La vraie carte du monde

Cette quête s’est interrompue, sans qu’un paradigme ne se fût imposé. De fait, le monde s’est révélé plus décevant que prévu et, en lieu et place des dividendes (de la paix, de l’échange, de la “maison commune”) tant annoncés, c’est d’“anarchie”, de “chaos”, d’“ensauvagement” dont on parle aujourd’hui. Dès la seconde mandature Clinton par ailleurs, on s’est moins soucié d’inventaire et de débats paradigmatiques que d’actions fondées sur ce qui faisait consensus, la prépondérance des États-Unis, “puissance indispensable” comme l’assurait Madeleine Albright, qui avait succédé à Warren Christopher. Quiconque doutait encore que l’“après” avait pris fin et qu’on entrait dans l’“après”-après-guerre froide, dût en prendre acte avec l’arrivée aux affaires de George Bush le Jeune et les décisions que la nouvelle administration adopta, tant avant qu’à la suite des attentats du 11 septembre 2001. Un ouvrage peut ici fournir quelques fils directeurs, qui a connu un assez beau succès d’édition aux États-Unis, mais ne paraît pas avoir retenu l’attention des analystes français. Son intérêt est double : il propose tout à la fois un paradigme, la “grande stratégie” afférente et la “doctrine” pouvant en constituer la première phase ; il cherche à dépasser la coupure conceptuelle entre géopolitique et géo-économie, pour en arriver à dresser “la nouvelle carte du Pentagone”, qui permet de suivre les campagnes en cours et de prévoir celles à venir2.

Il n’existe plus que deux mondes, le noyau ou cœur (core), d’une part, le fossé ou trou (gap), d’autre part, que délimite une frontière précise.
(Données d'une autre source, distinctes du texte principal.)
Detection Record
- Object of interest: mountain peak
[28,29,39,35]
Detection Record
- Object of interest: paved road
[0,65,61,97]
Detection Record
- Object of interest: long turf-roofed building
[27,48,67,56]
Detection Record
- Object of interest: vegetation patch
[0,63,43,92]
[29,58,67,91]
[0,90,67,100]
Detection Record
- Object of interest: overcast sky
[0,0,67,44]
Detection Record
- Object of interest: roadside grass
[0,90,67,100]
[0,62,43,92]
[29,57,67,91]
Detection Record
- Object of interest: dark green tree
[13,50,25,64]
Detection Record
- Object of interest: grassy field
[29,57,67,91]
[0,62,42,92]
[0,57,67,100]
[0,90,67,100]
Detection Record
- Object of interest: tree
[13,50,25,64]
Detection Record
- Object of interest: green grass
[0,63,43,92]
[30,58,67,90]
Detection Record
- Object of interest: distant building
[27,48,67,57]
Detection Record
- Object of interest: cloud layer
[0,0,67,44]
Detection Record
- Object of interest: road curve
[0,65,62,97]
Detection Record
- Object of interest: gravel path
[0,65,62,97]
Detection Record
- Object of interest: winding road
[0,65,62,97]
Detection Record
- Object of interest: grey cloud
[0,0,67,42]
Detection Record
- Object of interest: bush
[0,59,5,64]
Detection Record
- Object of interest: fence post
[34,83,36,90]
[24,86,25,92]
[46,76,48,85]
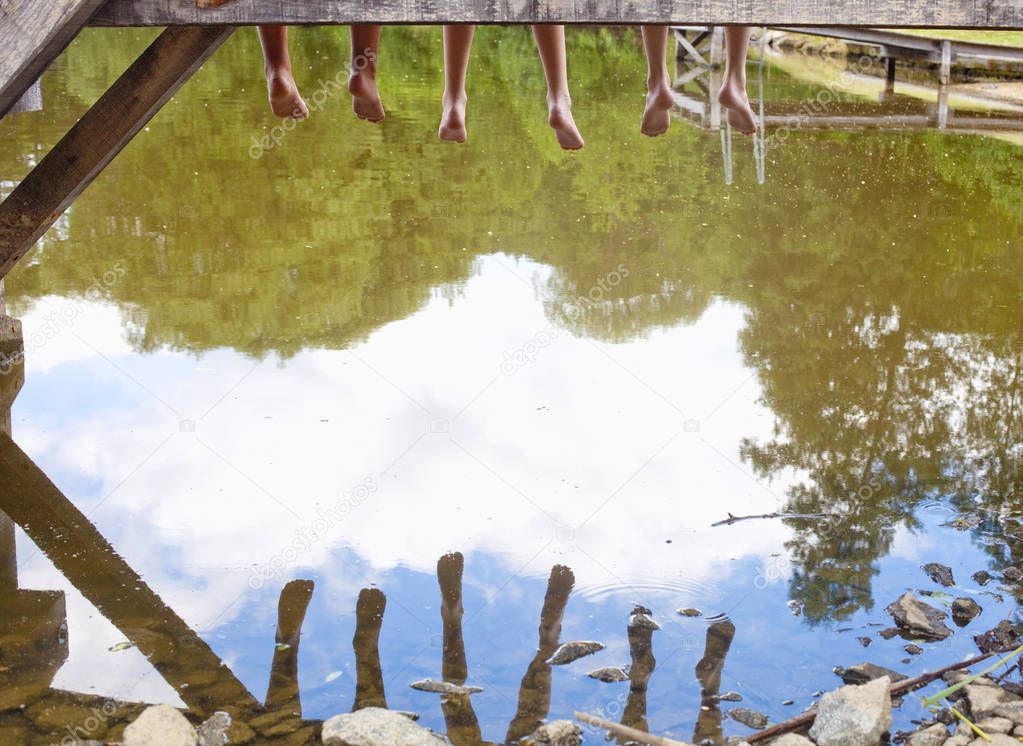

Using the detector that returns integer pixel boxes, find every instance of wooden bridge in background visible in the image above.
[0,0,1023,281]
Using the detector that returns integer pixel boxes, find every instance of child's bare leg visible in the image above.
[259,26,309,119]
[639,26,675,137]
[437,26,476,142]
[348,24,384,124]
[533,26,585,150]
[717,26,757,135]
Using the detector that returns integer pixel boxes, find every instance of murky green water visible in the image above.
[0,24,1023,744]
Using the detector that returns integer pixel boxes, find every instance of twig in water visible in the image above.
[575,712,687,746]
[746,653,992,743]
[711,513,835,528]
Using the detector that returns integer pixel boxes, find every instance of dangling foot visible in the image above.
[348,68,384,124]
[437,94,465,142]
[547,98,586,150]
[717,83,757,135]
[639,83,675,137]
[266,70,309,119]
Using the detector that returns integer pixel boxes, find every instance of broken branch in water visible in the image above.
[746,653,993,743]
[575,712,687,746]
[711,513,834,528]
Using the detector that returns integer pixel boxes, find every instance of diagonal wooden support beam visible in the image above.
[0,434,260,717]
[0,0,104,117]
[0,25,234,278]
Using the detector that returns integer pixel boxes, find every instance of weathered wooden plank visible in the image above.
[0,435,259,716]
[0,0,103,117]
[85,0,1023,29]
[0,27,234,277]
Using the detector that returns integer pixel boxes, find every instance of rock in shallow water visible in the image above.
[885,590,952,640]
[408,678,483,697]
[547,640,604,666]
[921,562,955,587]
[810,676,892,746]
[123,705,198,746]
[952,599,983,627]
[728,707,770,731]
[320,707,448,746]
[523,720,582,746]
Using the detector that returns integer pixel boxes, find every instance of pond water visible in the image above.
[0,24,1023,744]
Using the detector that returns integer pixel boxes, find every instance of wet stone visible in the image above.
[196,711,231,746]
[885,590,952,640]
[586,666,629,684]
[952,599,983,627]
[921,562,955,587]
[547,641,605,666]
[973,619,1020,653]
[905,722,948,746]
[408,678,483,697]
[124,705,198,746]
[320,707,447,746]
[524,720,582,746]
[810,676,892,746]
[971,570,994,586]
[728,707,770,731]
[835,663,907,684]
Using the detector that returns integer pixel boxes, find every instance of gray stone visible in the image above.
[586,666,629,684]
[921,562,955,587]
[977,715,1013,734]
[810,676,892,746]
[952,599,983,627]
[728,707,770,731]
[905,722,948,746]
[320,707,448,746]
[970,733,1020,746]
[524,720,582,746]
[197,711,231,746]
[965,684,1009,720]
[547,640,604,666]
[885,590,952,640]
[123,705,198,746]
[767,733,813,746]
[408,678,483,697]
[992,701,1023,726]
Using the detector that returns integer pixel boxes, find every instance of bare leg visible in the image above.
[639,26,675,137]
[437,26,476,142]
[259,26,309,119]
[717,26,757,135]
[348,24,384,124]
[533,26,585,150]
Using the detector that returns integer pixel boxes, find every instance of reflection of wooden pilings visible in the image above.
[504,565,575,743]
[618,609,657,744]
[265,580,313,717]
[0,435,259,717]
[693,619,736,743]
[437,552,483,746]
[0,26,234,277]
[352,588,387,711]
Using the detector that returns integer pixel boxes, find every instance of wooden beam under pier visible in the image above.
[0,24,234,278]
[85,0,1023,29]
[0,0,103,117]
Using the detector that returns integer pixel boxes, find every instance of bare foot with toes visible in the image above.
[717,85,757,135]
[437,96,466,142]
[639,83,675,137]
[348,70,384,124]
[266,70,309,119]
[547,101,586,150]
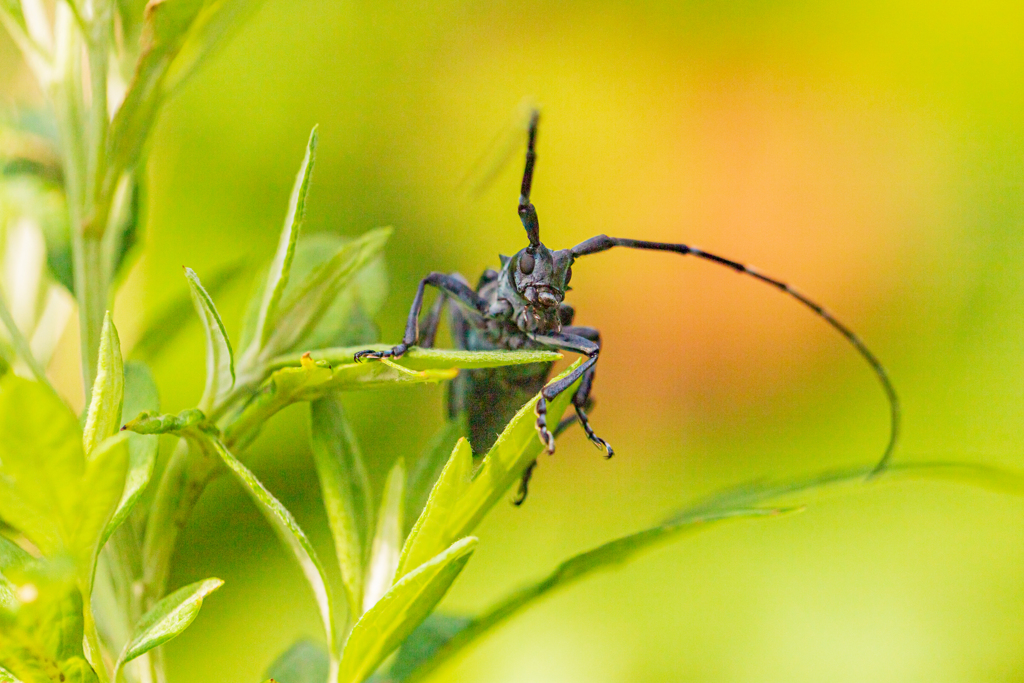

Au noyau “ancien” des pays capitalistes développés s’agrégent de “nouveaux” membres, pays “émergents” (Mexique, Argentine, Brésil, Chili et Afrique du sud), quatre “dragons asiatiques”, pays d’Europe centrale et orientale aujourd’hui intégrés à l’Union européenne et à l’OTAN, mais aussi la Russie, la Chine et l’Inde. Le premier monde est connecté, par les NTIC et, plus encore, par la mondialisation, alors que le deuxième monde reste déconnecté, moins ou mal connecté. Les exclus, les perclus et les reclus du “fossé” connaissent la pauvreté, l’ignorance, les discriminations, leur vie est difficile, violente et brève. Cette fracture a des causes diverses et cumulatives, l’enclavement par exemple ou d’abondantes richesses en matières premières dont la rente est si facile à confisquer par le pouvoir en place. Au fond, tout découle de la gouvernance. Soit l’instabilité règne et peut déboucher sur la décomposition d’“États faillis”, soit des “hommes forts” se perpétuent au pouvoir. Dans un État instable et a fortiori “failli”, des bandes, factions ou clans terrorisent tout ou partie de la population pour capter les faibles échanges avec le “noyau” et, inversement, cherchent à contrôler ces échanges pour financer leur mainmise terroriste sur la population. La différence avec un “homme fort” est que celui-ci dispose déjà du pouvoir, qu’il le monopolise et qu’il  parvient à s’y maintenir, par la terreur. La connexion des deux mondes mettrait un terme à ces drames, mais cela implique un “changement de régime” (regime change). Les réseaux transnationaux du genre Al-Qai’da qui s’opposent à la mondialisation ne peuvent le faire qu’en recourant au terrorisme, mais pour agir contre le “noyau”, ils ont besoin de sanctuaires dans des Etats “faillis” (ou de déstabiliser des pays du “fossé” pour y constituer des sanctuaires) et / ou de l’appui d’“hommes forts”. Aussi est-il légitime de regrouper les uns et les autres sous le vocable d’adversaires terroristes de la mondialisation.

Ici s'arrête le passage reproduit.